Outline • Motivation • Background Information • Content Masking Attack – Against Conference Reviewer Assignment Systems – Against Plagiarism Detection – Against Document Indexing • Content Masking Defense • Conclusion

Motivation • The Adobe Portable Document Format (PDF) is the standard for consistent cross-computer document rendering • PDF documents cannot be edited with commonly accessible tools (MS Word, Adobe Reader, etc.) • This confers a sense of integrity to the document for the end user

Motivation • There is a disconnect between the content of a PDF and what is actually displayed • A computer and a human see two different things

Motivation • Within this disconnect we can perform a content masking attack which compromises the content integrity of PDF files • Three information-based online systems rely on the integrity of PDF documents: – Automatic reviewer assignment systems for academic papers – Plagiarism detection systems – Search engines

Background Information • What do these services have in common? – They support PDF submission – They scrape the text out of submitted PDF files to perform their function, rather than using Optical Character Recognition (OCR) – Text scraping copies the plaintext out of all strings within the PDF file – Ignores font associated with text

Background Information • Automatic conference reviewer assignment systems – Use topic matching to assign reviewers to submitted papers – Compare frequent words appearing in reviewers’ published papers to frequent words appearing in submitted papers – INFOCOM uses Latent Semantic Indexing (LSI)
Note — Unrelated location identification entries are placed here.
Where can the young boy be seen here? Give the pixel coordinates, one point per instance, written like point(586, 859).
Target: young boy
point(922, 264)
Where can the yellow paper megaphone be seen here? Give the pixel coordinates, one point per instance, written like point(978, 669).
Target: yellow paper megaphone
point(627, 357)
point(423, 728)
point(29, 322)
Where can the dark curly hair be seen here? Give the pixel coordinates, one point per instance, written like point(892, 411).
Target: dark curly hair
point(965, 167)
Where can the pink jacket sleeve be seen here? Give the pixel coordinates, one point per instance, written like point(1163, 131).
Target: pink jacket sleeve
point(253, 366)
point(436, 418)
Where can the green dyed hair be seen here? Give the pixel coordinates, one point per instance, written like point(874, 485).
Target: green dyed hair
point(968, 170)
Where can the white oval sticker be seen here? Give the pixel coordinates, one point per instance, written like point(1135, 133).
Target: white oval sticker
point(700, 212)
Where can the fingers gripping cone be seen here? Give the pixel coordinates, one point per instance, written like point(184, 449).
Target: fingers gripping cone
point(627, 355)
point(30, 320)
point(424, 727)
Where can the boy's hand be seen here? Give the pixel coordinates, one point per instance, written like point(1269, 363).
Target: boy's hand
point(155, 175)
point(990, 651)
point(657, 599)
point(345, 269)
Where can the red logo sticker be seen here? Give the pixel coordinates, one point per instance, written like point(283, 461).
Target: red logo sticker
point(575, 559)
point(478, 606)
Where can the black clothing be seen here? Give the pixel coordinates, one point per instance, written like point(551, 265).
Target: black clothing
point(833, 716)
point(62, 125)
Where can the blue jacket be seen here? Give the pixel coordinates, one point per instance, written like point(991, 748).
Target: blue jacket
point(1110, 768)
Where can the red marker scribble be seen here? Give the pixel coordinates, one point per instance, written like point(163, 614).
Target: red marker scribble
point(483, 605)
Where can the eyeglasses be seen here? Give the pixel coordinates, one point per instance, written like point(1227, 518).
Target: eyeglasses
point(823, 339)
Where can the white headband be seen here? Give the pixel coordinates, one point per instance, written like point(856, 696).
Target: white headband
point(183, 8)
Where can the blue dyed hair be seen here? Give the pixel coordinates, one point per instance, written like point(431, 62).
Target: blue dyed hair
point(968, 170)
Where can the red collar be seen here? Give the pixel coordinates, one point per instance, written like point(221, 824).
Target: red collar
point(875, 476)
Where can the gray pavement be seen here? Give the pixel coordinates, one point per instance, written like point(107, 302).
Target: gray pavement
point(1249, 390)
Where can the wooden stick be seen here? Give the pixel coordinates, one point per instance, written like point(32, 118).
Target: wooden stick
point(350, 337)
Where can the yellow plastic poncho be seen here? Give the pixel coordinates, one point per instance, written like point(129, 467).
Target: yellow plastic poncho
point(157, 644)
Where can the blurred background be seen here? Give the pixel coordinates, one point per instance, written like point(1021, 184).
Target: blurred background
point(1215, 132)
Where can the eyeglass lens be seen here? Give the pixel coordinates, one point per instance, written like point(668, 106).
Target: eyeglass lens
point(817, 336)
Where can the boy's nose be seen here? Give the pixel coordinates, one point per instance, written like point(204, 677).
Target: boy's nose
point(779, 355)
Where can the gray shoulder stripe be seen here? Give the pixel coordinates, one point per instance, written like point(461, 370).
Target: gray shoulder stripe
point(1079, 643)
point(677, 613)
Background Information • Plagiarism detection systems – Measure similarity between strings within subject document and all other documents submitted thus far • Document indexing – Search engines return documents based on the similarity of their content to the search string

Content Masking Attack plaintext cipher ciphertext

Content Masking Attack • “Masking font” – a custom font with some rearrangement of the character/glyph relationship • Open source tools such as Font Forge allow copy/paste of character glyphs within fonts • Custom fonts may be imported into L A T E X

Content Masking Attack Against Automatic Conference Reviewer Assignment Systems • An author can target a specific reviewer by replacing enough key words in the paper with key words from the reviewer’s papers • Key words – uncommon words that appear most frequently

Content Masking Attack Against Automatic Conference Reviewer Assignment Systems • Algorithm: – Order key words in subject paper and target reviewer’s corpus by descending frequency – Construct a “word mapping” between these two lists – Create a “character mapping” between the letters of each pair of words

Content Masking Attack Against Automatic Conference Reviewer Assignment Systems • Challenges: – One-to-Many Character Mapping – Word Length Disparity

Content Masking Attack Against Automatic Conference Reviewer Assignment Systems • Experiment: – We have reproduced the INFOCOM automatic reviewer assignment system – This includes 114 TPC members from a well- known security conference and 2094 of their recently published papers for training – 100 additional papers used as testing data

Content Masking Attack Against Automatic Conference Reviewer Assignment Systems • Experiment: – Matching a paper to one reviewer Similarity scores relative to amount of words masked. Blue stars show the desired matching.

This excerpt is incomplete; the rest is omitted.